The IJ also cited several perceived inconsistencies and implausibilities within Wang’s testimony as grounds for an adverse credibility finding. First, the IJ doubted Wang’s allegation that he had organized a workers’ strike in Guan Dong and Fujian on June 3, 1989, in response to violence in Beijing:
[T]he evеnts in Fujian were ... confined to a small group of intellectuals and students with very little participation by workers or other citizens. It seems highly unlikely that this worker, although a vocal and outspoken critic of some of the policies in the company, would have been subjected to the type of arrest and persecution he has described.

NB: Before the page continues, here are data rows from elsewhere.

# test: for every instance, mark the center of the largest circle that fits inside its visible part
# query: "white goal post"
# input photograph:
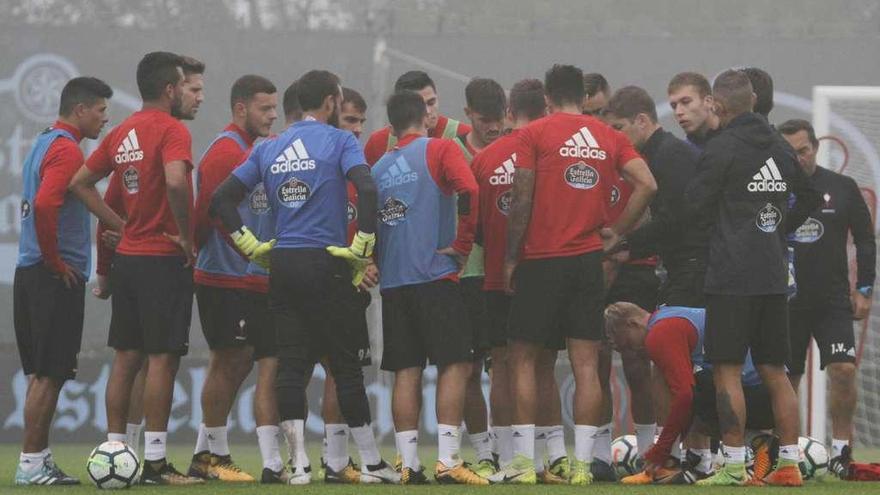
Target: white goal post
(851, 114)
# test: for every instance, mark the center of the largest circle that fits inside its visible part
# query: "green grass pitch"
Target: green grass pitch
(72, 458)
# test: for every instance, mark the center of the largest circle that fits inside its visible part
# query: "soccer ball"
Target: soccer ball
(624, 455)
(113, 465)
(814, 458)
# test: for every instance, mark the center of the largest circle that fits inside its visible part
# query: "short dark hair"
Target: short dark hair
(414, 80)
(191, 66)
(156, 71)
(527, 99)
(351, 96)
(734, 90)
(486, 96)
(694, 79)
(564, 84)
(314, 86)
(595, 83)
(247, 86)
(794, 126)
(290, 103)
(630, 101)
(406, 109)
(85, 90)
(762, 84)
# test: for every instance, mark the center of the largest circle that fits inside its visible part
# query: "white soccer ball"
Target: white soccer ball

The IJ pointed to evidence that the “crackdown” in Fujian was “relatively mild[,] ... resulted in few arrеsts,” and apparently reached its “climax” on June 4, 1989, the day after Wang claimed to have led his own strike. The IJ also expressed doubt concerning Wang’s asserted ability to evade arrest for several months after the alleged June 3 strike.

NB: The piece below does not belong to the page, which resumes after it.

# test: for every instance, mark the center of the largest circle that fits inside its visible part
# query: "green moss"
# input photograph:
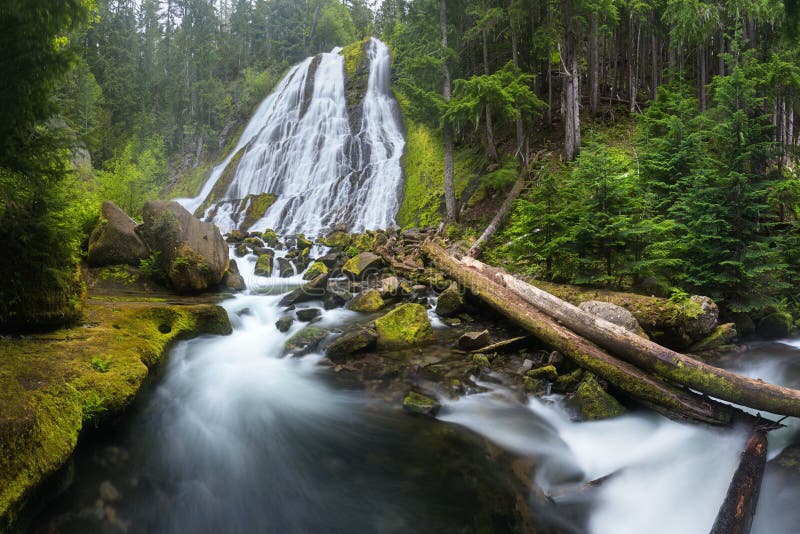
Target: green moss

The IJ’s reasoning with respect to Wang’s purported involvement in the June 1989 demonstrations strikes us as too speculative. Although Wang may have been a relatively minor figure in the tumultuous events of June 1989, how can it be said that his arrest was less likely— particularly if, as he claims, he established himself as a local strike leader in Changle? If the strike allegedly occurred before the June “climax,” what does that prove? Wang and his brother both testified that the government used violence against student demonstrators before June, and there is no record evidence to rebut this testimony. The IJ’s speculation regarding China’s use of force against demоnstrators prior to June is no substitute for substantial evidence.
Singh v. INS,
In addition, the IJ expressed skepticism that authorities in Wang’s community actually enforced China’s “one-child policy” as vigorously as Wang claimed. For example, the IJ considered it “extremely telling” that Wang’s brother:
*1256 admitted the fact that he had three children, and ... it was not until the wife became pregnant with the fourth that he, himself, was required to be sterilized. ... [I]t seems highly unlikely in the same community that the public security bureau would target one [individual] ... for a violation of the one couple, one child policy, but not target someone else of the same family.

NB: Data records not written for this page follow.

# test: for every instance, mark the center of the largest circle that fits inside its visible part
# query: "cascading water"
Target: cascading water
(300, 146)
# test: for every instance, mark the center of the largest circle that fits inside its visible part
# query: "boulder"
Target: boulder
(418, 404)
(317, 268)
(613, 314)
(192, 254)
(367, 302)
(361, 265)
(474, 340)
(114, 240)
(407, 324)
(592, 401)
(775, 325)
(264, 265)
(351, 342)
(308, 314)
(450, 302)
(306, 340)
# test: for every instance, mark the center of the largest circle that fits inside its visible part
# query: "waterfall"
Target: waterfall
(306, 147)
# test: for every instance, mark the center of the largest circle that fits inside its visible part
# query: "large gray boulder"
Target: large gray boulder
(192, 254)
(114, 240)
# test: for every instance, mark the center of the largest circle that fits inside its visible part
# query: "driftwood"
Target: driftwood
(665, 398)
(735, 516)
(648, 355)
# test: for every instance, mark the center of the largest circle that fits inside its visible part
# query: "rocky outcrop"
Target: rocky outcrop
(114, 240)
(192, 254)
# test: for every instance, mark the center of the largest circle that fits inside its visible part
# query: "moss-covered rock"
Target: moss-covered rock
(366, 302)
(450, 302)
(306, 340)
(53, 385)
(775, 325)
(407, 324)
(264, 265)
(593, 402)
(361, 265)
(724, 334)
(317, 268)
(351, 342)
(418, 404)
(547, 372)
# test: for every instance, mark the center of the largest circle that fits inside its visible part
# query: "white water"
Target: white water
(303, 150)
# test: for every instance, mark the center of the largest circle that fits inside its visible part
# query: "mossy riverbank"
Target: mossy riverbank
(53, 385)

This selective enforcement may be suspicious, but Wang’s brother stated that Wang evaded sterilization by hiding from government authorities in less accessible “hilly regions.” The IJ did not respond to this explanation. Instead, she came to the аbove conclusion on the unlikelihood of selectively enforcing the “one-child policy” by way of conjecture and speculation.
See Garrovillas v. INS,
However, the third and perhaps most troubling aspect of Wang’s testimony cited by the IJ does provide substantial еvidence to support an adverse credibility finding: Wang’s unlikely explanation for the government’s alleged decision to impose forced sterilization. Wang initially testified that he was targeted for sterilization because his wife gave birth to a second child and she was physically unfit to undergo a sterilization procedure herself. When confronted on cross-examination with the fact that his second child was born in October 16, 1990- — well after the alleged sterilization — -Wang changed course:
Q: ... So, if officials wanted to sterilize either you or your wife after the birth of your second child it could not have been on December 7, 1989, can you explain this?
A: Well, according to Chinese law one child is enough for the family.
Q: But the second child hadn’t already been born.
A: Well, they say one is enough for you.
Q: ... So, are you now saying that they attempted to sterilize you before your wife gave birth to the second child?
A: Yes.
Later in the same hearing, the INS gave Wang a second сhance to explain this apparent inconsistency:
Q: [According to the birth certificate your second child wasn’t even born yet, at the time of this demand in December of 1989.
A: Yeah, but they allow you to have one.
This evasiveness was compounded one week later when Wang’s brother was to testify and the IJ give her decision. But in addition, Wang then presented a new story, testifying for the first time that his wife delivered a stillborn daughter in 1988. According to this new account under oath, local authorities believed that Wang’s deceased child was still alive and that Wang and his wife had hidden the child with relatives in order to escape sterilization. Wang explained his earlier failure to mention the stillborn child as the product of a Chinese superstition or custom, according to which public discussion of a stillborn child may cause the child to “grow and somehow do harm to your family- — will devour your family.”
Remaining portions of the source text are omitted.